![]() |
Manteri Imigrasi dan Pemasyarakatan, Agus Ardianto saat peluncuran program'Gerakan Nasional Pemasyarakatan, Klien Balai Pemasyarakatan Peduli 2025'. (Foto: Istimewa/MP). |
MANDALIKAPOST.com – Ribuan klien pemasyarakatan di 94 Balai Pemasyarakatan (Bapas) di seluruh Indonesia serentak menggelar aksi sosial pada Kamis (26/6), menandai peluncuran ‘Gerakan Nasional Pemasyarakatan, Klien Balai Pemasyarakatan Peduli 2025’.
Aksi ini merupakan wujud kesiapan Kementerian Imigrasi dan Pemasyarakatan (IMIPAS) dalam menyongsong implementasi Undang-Undang RI Nomor 1 Tahun 2023 tentang Kitab Undang-Undang Hukum Pidana (KUHP) baru yang akan berlaku mulai tahun 2026, khususnya terkait pidana kerja sosial dan pidana pengawasan.
Di Jakarta, ratusan klien pemasyarakatan memusatkan aksi bersih-bersih lingkungan di Kawasan Perkampungan Budaya Betawi, Srengseng Sawah, Kecamatan Jagakarsa. Kegiatan ini sekaligus diresmikan oleh Menteri Imigrasi dan Pemasyarakatan, Agus Andrianto.

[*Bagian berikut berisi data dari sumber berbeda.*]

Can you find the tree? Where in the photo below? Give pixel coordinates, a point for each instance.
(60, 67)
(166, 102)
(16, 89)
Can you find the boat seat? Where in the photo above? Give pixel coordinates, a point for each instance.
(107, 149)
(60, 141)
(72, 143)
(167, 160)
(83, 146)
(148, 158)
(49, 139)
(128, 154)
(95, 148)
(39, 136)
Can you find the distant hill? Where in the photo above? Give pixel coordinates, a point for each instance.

"Hari ini, klien Bapas seluruh Indonesia hadir untuk bekerja dan berkontribusi secara nyata dan sukarela, membersihkan fasilitas umum, membantu masyarakat, terlibat dalam kegiatan sosial yang berdampak langsung," ujar Menteri Agus dalam sambutannya, dalam rilis diterima mandalikapost.com. Jumat (26/6).
Ia menegaskan bahwa aksi ini bukan hanya simbol kesiapan Pemasyarakatan menyambut implementasi pidana kerja sosial, tetapi juga bukti bahwa Pemasyarakatan siap mengambil bagian dalam implementasi KUHP melalui pelaksanaan kerja sosial.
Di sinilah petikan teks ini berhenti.